Vous comprendrez que, si, comme il est à craindre, l’amendement du Gouvernement que vous nous avez annoncé ne prenait pas en compte les inquiétudes ci-dessus évoquées, les nouvelles annonces relatives au Contrat financier de mandature s’y ajoutant, la loi de finances 2018 pourrait être dévastatrice pour nombre de nos communes, donc pour les 5 millions de nos concitoyens les plus humbles qui y résident.

Nous avons de notre côté pris l’engagement de porter auprès des institutions publiques les espoirs des acteurs de la politique de la ville (élus, acteurs du monde associatif, social et économique, etc.) tels qu’exprimés par « l’appel de Grigny » d’octobre dernier que l’État a indiqué avoir entendu.

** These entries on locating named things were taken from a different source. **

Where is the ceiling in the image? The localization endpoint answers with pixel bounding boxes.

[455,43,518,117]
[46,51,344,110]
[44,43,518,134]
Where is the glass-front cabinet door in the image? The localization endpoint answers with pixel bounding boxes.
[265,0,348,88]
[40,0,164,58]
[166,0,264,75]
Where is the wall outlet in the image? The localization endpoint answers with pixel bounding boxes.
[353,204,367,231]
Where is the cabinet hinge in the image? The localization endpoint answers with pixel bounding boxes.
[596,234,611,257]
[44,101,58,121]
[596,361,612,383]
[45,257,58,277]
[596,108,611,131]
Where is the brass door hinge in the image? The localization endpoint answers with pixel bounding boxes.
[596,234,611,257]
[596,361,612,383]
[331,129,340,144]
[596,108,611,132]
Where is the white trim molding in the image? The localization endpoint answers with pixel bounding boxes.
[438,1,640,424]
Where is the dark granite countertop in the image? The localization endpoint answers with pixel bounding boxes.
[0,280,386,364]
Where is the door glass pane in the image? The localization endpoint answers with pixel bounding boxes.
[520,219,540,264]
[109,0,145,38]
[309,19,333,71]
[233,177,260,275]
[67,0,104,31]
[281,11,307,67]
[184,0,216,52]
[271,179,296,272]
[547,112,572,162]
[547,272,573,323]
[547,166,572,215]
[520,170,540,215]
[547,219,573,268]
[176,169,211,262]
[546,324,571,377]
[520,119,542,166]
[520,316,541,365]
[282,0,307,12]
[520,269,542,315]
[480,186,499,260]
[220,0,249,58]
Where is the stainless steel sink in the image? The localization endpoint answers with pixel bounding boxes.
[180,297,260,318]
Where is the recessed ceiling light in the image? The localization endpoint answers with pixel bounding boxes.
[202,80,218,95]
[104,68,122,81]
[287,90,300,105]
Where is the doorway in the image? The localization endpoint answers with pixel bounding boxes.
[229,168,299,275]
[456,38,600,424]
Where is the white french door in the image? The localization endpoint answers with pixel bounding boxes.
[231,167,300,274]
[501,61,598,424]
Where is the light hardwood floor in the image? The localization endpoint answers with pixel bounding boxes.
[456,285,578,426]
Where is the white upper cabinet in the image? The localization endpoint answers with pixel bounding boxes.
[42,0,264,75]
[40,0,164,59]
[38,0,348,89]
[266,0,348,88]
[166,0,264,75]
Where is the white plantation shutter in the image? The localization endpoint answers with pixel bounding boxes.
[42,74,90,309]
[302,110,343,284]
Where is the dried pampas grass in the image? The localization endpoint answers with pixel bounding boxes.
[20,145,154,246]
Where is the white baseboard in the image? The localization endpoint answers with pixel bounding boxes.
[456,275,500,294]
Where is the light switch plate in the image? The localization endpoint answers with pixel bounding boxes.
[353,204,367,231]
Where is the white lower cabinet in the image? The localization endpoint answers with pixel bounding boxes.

Nous espérons donc en urgence, car cela ne peut se faire qu’au travers de la loi de finances, et non par quelque promesse de solution à imaginer ultérieurement par voie règlementaire, un effort de solidarité nationale en faveur des collectivités accueillant des QPV, combinant :

  • des effets sur les dotations, la péréquation, le logement social, la rénovation urbaine et l’accompagnement social ;
  • des effets sur les modalités de calcul de la progression positive des dépenses de fonctionnement excluant les charges liées à la politique de la ville et l’accompagnement des résidents des QPV.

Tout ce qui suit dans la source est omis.